Endoplasmic Reticulum (ER) Stress and Its Role in Pancreatic β‐Cell Dysfunction and Senescence in Type 2 Diabetes

Abstract

An increased life span and accompanying nutritional affluency have led to a rapid increase in diseases associated with aging, such as obesity and type 2 diabetes, imposing a tremendous economic and health burden on society. Pancreatic β‐cells are crucial for controlling glucose homeostasis by properly producing and secreting the glucose‐lowering hormone insulin, and the dysfunction of β‐cells determines the outcomes for both type 1 and type 2 diabetes. As the native structure of insulin is formed within the endoplasmic reticulum (ER), ER homeostasis should be appropriately maintained to allow for the proper metabolic homeostasis and functioning of β‐ cells. Recent studies have found that cellular senescence is critically linked with cellular stresses, including ER stress, oxidative stress, and mitochondrial stress.
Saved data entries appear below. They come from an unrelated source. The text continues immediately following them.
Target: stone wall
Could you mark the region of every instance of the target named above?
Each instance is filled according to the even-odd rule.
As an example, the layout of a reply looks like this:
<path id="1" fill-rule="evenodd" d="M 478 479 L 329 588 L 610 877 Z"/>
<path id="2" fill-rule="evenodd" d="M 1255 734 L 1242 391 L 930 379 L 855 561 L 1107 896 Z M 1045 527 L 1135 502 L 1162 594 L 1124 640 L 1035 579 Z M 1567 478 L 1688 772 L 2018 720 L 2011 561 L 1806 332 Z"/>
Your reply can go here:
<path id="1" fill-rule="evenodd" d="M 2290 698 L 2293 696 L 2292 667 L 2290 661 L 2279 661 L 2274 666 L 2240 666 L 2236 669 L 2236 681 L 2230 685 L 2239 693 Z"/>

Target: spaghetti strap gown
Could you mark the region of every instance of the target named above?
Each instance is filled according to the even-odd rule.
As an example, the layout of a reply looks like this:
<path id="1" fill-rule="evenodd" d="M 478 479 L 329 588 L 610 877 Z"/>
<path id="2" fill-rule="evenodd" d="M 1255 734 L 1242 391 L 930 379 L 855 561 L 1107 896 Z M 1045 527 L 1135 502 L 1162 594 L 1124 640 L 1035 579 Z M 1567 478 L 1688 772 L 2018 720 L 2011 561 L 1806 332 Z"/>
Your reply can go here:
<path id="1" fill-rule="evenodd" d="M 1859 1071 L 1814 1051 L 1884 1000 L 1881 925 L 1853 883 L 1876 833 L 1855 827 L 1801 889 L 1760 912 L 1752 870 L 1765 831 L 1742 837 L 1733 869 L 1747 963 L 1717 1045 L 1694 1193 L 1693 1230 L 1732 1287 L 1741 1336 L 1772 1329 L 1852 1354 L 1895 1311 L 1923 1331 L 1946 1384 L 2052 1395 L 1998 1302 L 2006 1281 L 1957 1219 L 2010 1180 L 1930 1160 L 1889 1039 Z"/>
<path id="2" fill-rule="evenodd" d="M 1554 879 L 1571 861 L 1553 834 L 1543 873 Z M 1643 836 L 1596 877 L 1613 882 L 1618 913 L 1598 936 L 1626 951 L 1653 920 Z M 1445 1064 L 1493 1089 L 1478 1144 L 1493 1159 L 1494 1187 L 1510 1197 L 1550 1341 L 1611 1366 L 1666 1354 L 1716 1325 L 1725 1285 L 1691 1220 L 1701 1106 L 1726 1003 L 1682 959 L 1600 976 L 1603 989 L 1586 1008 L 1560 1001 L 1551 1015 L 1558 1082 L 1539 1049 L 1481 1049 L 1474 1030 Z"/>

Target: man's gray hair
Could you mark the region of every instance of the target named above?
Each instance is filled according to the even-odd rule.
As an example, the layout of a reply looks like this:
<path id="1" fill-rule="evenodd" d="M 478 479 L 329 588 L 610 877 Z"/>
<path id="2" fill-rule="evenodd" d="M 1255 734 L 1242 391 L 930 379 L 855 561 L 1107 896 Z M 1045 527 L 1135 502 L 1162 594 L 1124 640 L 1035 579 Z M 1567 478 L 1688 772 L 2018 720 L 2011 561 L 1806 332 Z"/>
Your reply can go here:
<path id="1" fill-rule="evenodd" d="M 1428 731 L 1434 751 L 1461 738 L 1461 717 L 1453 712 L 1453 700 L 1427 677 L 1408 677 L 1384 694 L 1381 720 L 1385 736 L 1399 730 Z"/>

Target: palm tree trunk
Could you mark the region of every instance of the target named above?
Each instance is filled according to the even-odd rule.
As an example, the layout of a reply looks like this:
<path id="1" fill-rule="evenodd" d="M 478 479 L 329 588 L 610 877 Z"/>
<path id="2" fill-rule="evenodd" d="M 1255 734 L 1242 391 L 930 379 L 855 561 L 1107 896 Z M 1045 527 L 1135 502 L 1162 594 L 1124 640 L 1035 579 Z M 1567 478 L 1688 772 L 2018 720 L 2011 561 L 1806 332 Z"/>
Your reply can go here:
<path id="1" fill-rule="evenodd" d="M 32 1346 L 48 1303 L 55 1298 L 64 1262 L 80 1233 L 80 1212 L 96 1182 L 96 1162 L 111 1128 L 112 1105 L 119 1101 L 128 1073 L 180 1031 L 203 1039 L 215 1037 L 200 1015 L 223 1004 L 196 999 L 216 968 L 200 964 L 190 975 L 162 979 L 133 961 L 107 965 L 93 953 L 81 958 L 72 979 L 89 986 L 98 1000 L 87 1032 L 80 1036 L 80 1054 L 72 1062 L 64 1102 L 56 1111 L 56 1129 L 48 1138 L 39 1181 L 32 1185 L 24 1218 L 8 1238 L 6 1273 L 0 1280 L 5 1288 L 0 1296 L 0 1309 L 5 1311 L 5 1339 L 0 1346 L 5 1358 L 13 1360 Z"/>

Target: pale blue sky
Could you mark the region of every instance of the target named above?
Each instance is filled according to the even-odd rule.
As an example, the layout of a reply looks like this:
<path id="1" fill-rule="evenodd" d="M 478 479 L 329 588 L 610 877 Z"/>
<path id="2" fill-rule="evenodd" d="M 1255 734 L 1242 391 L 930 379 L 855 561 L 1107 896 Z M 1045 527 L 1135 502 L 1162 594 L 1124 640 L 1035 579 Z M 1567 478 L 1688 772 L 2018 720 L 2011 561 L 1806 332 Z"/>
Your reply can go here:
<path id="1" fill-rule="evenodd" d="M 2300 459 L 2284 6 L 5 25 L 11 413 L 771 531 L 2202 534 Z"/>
These studies implied that β‐cell senescence is caused by ER stress and other cellular stresses and contributes to β‐cells’ dysfunction and the impairment of glucose homeostasis. This review documents and discusses the current understanding of cellular senescence, β‐cell function, ER stress, its associated signaling mechanism (unfolded protein response), and the effect of ER stress on β‐cell senescence and dysfunction.